A INADIMPLENTE
Dona Maria, três rebentos ainda pequerruchos a tiracolo, todos jogados aos lençóis do relento. Por sentença de juiz, a ordem de despejo, com o aval de papel de cartório. E, por cima, a gosto do proprietário do velho ovo de imóvel, a demolição da casinha.
Ela, mulher de luta, que trabalha duro desde os primeiros instantes do abrir da aurora até o fechamento do lusco-fusco do dia. Inquilino inadimplente, sem eira nem beira, seu povinho marruá plantava-se na progressista Cidade dos Funcionários, desde obra de uns contados quatro anos atrás.
O bairro, lá, meio que pequeno aburguesou-se, vieram explorações imobiliárias e pobreza tem que levantar os cascos do lugar. Pegar o beco, sim, senhor. Então, de repente, vem-me, pelo vídeo dramático do cotidiano, aquela instigação televisionada: papeleta judicial à mão do senhorio, quiçá mãozinha de sujeito desalmado.
Pelas certezas do conforme, rebocos da casinhola em desalinho, disseminados e deitados no chão, tanto o trator fuçou e remexeu na fragilidade da construção de sapé. Montão de escombros, restos do lar familiar que foi por uns tempos o de Dona Maria. Oh sena de moer qualquer espírito recheado de geleia como o deste um!
Ih, o locador, um aliado da onça? Sim e não – como se diz no baianês – ‘visse’?! Entre o não e o sim, apenas um talvez. Pois camarada propício a tornar-se amigo do inimigo do coração do mundo. Claro que estou a falar do capitalismo.

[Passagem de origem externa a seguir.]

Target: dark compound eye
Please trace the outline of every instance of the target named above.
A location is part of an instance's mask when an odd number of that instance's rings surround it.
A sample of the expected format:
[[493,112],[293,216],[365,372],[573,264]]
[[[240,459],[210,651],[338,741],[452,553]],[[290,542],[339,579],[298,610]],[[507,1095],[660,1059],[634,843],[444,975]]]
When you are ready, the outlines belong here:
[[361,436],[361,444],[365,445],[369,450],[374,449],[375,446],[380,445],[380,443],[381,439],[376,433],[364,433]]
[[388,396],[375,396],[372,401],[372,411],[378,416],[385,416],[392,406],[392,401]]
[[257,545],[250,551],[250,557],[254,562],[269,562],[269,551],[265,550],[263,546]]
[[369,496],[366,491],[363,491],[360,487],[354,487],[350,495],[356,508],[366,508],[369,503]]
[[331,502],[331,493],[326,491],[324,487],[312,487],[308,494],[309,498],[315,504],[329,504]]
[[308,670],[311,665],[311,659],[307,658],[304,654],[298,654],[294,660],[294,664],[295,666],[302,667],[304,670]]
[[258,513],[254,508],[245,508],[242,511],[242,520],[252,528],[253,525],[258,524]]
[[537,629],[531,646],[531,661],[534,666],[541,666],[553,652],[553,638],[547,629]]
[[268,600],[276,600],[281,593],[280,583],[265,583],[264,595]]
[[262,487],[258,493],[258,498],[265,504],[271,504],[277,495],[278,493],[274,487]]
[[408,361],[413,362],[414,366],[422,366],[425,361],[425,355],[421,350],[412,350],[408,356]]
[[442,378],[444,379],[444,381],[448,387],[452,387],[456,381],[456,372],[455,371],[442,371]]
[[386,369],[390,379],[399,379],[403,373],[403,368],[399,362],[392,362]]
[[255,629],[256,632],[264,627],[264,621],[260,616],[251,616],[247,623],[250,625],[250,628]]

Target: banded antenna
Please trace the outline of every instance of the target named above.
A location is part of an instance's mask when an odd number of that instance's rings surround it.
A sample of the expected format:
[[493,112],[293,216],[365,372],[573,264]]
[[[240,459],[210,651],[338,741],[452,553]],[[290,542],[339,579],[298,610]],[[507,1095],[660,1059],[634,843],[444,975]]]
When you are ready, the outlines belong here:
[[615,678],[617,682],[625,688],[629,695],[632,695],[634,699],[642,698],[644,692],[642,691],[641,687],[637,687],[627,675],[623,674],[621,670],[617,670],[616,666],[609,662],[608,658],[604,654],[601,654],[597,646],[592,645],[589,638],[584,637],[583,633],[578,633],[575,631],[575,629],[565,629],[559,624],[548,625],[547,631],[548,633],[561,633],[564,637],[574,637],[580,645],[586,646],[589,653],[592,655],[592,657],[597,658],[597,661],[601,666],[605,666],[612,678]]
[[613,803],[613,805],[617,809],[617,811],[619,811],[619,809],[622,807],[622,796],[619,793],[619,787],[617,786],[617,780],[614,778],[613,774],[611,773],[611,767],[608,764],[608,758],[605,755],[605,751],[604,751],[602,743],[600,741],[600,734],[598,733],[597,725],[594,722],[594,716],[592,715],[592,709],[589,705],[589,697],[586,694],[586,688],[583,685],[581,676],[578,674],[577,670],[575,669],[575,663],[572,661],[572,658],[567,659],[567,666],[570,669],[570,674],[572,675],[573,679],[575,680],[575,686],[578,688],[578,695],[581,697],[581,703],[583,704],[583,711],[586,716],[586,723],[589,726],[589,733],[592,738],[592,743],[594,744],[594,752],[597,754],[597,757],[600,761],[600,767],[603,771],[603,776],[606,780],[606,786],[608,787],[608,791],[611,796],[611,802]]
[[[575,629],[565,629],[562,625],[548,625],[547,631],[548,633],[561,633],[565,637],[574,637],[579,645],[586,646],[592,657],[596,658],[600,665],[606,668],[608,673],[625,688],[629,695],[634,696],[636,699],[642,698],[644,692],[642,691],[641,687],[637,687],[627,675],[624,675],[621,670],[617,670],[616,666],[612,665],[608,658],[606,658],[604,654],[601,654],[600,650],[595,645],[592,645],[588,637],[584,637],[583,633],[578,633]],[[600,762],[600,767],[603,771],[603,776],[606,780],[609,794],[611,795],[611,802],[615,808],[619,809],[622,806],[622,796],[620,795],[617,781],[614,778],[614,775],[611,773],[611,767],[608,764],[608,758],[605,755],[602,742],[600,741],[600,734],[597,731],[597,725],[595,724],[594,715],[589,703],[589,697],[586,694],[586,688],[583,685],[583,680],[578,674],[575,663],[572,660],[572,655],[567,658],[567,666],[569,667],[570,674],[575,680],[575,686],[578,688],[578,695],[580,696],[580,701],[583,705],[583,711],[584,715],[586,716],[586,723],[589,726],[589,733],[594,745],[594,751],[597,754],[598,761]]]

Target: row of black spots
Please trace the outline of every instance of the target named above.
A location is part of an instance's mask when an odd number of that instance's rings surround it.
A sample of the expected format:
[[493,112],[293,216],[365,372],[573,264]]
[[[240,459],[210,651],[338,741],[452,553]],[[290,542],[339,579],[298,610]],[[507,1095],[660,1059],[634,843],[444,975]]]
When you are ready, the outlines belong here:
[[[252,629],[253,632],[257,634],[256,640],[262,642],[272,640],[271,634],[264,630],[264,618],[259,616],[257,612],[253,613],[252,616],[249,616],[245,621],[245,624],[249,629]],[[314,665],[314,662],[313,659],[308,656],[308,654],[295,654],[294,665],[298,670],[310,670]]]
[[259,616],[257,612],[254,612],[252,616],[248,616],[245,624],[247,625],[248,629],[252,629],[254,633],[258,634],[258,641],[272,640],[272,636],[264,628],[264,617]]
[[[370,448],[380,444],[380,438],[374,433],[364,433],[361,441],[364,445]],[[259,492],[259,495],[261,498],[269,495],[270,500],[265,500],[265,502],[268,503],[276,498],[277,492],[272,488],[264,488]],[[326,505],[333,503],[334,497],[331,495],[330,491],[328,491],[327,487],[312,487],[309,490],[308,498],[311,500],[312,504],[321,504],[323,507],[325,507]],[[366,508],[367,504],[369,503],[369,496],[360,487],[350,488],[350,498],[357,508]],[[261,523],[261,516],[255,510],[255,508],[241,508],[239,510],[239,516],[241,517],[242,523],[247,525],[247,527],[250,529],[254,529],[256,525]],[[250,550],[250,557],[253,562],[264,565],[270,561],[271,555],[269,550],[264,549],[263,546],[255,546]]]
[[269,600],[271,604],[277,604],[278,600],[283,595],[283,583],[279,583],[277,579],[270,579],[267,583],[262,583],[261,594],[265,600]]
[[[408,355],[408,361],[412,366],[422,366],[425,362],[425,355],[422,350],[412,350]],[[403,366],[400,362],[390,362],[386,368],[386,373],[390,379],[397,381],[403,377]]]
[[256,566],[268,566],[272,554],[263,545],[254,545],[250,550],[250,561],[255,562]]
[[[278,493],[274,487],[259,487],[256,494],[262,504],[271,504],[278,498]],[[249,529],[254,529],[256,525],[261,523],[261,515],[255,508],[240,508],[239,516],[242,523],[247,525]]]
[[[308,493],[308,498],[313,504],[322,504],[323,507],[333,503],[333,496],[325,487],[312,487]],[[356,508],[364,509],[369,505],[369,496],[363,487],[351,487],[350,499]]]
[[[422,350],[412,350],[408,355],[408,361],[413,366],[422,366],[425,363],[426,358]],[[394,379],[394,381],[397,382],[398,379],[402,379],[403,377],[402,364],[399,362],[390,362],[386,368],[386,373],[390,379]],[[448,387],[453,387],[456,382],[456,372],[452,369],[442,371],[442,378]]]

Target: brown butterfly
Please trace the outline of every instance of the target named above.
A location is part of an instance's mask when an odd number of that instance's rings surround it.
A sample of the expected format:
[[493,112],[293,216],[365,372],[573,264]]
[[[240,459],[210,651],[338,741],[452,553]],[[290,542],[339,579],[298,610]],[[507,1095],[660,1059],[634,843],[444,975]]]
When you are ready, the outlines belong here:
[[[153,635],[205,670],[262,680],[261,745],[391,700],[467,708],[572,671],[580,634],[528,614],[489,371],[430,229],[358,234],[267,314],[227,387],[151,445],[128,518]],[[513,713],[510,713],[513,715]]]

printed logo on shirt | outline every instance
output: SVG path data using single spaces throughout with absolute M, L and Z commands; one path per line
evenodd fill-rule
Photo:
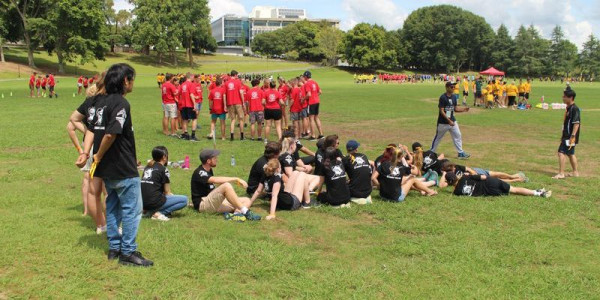
M 323 161 L 323 156 L 321 154 L 317 154 L 317 161 L 318 162 L 322 162 Z
M 291 156 L 288 156 L 288 157 L 286 157 L 286 158 L 285 158 L 285 161 L 286 161 L 288 164 L 292 164 L 292 157 L 291 157 Z
M 433 159 L 431 159 L 431 157 L 426 156 L 425 158 L 423 158 L 423 164 L 426 166 L 429 166 L 433 163 Z
M 257 92 L 252 92 L 251 97 L 252 97 L 252 99 L 258 98 L 258 93 Z
M 121 124 L 121 128 L 123 128 L 123 124 L 125 124 L 125 119 L 127 119 L 127 112 L 125 111 L 125 108 L 121 108 L 121 110 L 117 113 L 116 119 L 117 121 L 119 121 L 119 124 Z
M 463 195 L 471 196 L 473 194 L 473 186 L 472 185 L 463 186 L 462 193 L 463 193 Z
M 198 172 L 198 175 L 200 175 L 200 177 L 208 177 L 208 173 L 204 170 L 200 170 L 200 172 Z
M 167 178 L 171 178 L 171 172 L 169 172 L 169 169 L 165 168 L 165 175 L 167 175 Z
M 144 180 L 148 180 L 152 177 L 152 169 L 146 169 L 146 171 L 144 171 L 144 177 L 142 179 Z
M 233 82 L 230 82 L 227 84 L 227 89 L 230 91 L 233 91 L 233 88 L 235 88 L 235 85 L 233 84 Z
M 94 116 L 96 115 L 96 108 L 91 106 L 90 108 L 88 108 L 88 123 L 92 124 L 92 122 L 94 122 Z
M 102 115 L 104 114 L 104 107 L 100 107 L 96 110 L 96 125 L 102 125 Z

Pasmem... De cabeça nua à brisa, sol de esguelha no eito dos céus, agora a brasileirinha Dona Maria passou a ser ré, uma fora-da-lei, que litigante mesmo ela nunca foi. Porfiar contra a Lei, ir para cima de um homem que tem farelos e ainda mais com papel de tribunal à mão – eu, hein! – de que jeito?
Uma faxineira de ofício, no mínimo, sucateada pelo ingrato da vida. Mas gente, e de paz, o suor sempre a lavar-lhe o rosto. Seu legítimo litígio? Só o pão dormido de cada dia na boca da filharada miúda. E o sonho de possuir – ainda que de aluguer – um teto onde agasalhar o corpo. No entanto, o implacável da Lei... Bem, o tribunal é que divergia das normas simples de bem viver de Dona Maria. Ela dizia e sempre reforçava, reiterando: “Devo e não nego; pago quando puder.”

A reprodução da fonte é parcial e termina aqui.